As a mother, I am actually feeling sympathetic toward her. Why? Well, because I too struggled for years with infertility. I, too, had to turn to infertility treatments. I TOTALLY understand why doctors implant multiple embryos into the mother. I know that the odds of getting pregnant successfully is slim. I know how it feels when you yearn to be a mother and you can’t. I know how it feels to have 1 child and want more children. I know how it feels when your body “betrays” you. I know how it feels when you will do whatever it takes to have a family. I know how it feels to believe that every embryo is a life and you would never “destroy” them. I know how it feels to have those embryos inside you and believe that each is a life worth living and saving. I know how it feels to be afraid that your desire for 1 child may lead to multiple children. I know how it feels to decide that you will not have selective reduction should you have multiples.
I also know how it feels to go through multiple infertility treatments and not have a child after all. I truly believe that children are a gift from God. A truly blessed gift.
I know that each of us is not perfect.
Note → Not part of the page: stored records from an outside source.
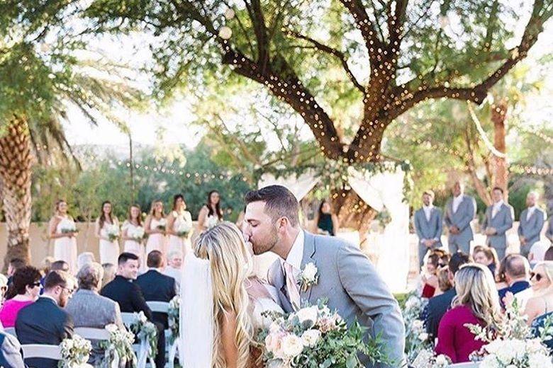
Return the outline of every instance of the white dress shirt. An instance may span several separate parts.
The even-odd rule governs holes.
[[[294,276],[296,280],[298,280],[298,275],[301,272],[301,260],[303,258],[303,241],[305,239],[305,234],[303,230],[300,230],[298,233],[298,236],[296,237],[296,240],[292,244],[292,248],[290,249],[290,253],[288,253],[288,256],[286,260],[280,259],[280,264],[282,266],[282,270],[284,270],[284,262],[290,263],[294,267]]]
[[[457,195],[457,197],[453,197],[453,213],[457,212],[457,209],[459,208],[459,205],[461,204],[461,202],[463,202],[463,195],[460,194]]]
[[[500,209],[501,209],[501,206],[503,204],[503,200],[500,200],[499,202],[496,202],[493,204],[493,207],[491,207],[491,218],[496,217],[497,213],[499,212]]]
[[[536,210],[536,206],[532,206],[528,207],[528,211],[526,212],[526,221],[528,221],[532,215],[534,214],[534,211]]]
We all have our own insecurities and limitations. We all do things to make ourselves feel better. We all struggle with ourselves. We all have to live with decisions we have made whether right or wrong. I am not in a position to judge her, especially since I believe that she did not do this with bad intentions. I do believe that she does love her children and did not intend to have octuplets. I have to applaud her courage for coming out and talking about her situation and her struggles.
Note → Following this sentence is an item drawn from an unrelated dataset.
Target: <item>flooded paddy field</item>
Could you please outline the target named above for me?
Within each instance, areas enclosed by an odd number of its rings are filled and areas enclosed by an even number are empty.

In one of my past jobs, I had first-hand experience working with families living in poverty (living on public assistance in public housing). Some of these families were what we would call “well-deserving” of public assistance because they had encountered some kind of hardship that put them there. Other, we might say were just caught up in the cycle of poverty. Their families have lived for many years and still do live in public housing. They have family members in jail or prison. They struggle with illiteracy and getting/keeping a job. They have multiple children. Some with over 10 children with a single mom with a father in prison. Many drive nicer cars than me. Many have much more electronic equipment that I ever had or will have.
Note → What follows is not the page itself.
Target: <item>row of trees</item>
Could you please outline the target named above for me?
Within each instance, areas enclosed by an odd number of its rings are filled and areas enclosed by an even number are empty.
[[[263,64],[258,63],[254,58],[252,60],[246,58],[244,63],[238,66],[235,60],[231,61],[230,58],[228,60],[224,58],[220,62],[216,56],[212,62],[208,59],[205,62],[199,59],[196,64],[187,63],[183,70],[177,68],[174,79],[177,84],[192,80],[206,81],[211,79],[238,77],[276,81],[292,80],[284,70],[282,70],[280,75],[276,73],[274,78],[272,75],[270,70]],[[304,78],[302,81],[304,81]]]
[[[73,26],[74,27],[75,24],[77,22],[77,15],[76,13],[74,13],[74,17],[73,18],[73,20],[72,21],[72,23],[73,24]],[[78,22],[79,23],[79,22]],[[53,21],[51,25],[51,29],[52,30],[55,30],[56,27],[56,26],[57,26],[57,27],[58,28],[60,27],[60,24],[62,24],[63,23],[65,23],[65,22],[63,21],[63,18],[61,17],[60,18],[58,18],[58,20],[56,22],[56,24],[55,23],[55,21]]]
So, how much more can we judge Nadya?
I’m not sure how different my life would have been had I had multiples. I’m not sure how I would have felt if someone told me that I couldn’t have multiple embryos implanted when I did in-vitro, esp. knowing how slim my odds were of getting pregnant.
As of now, I am withholidng judgement. I only wish her and her children the best. I pray for her and her family…that God would bless them abundantly.
I thank God for my children. I am truly blessed with this life.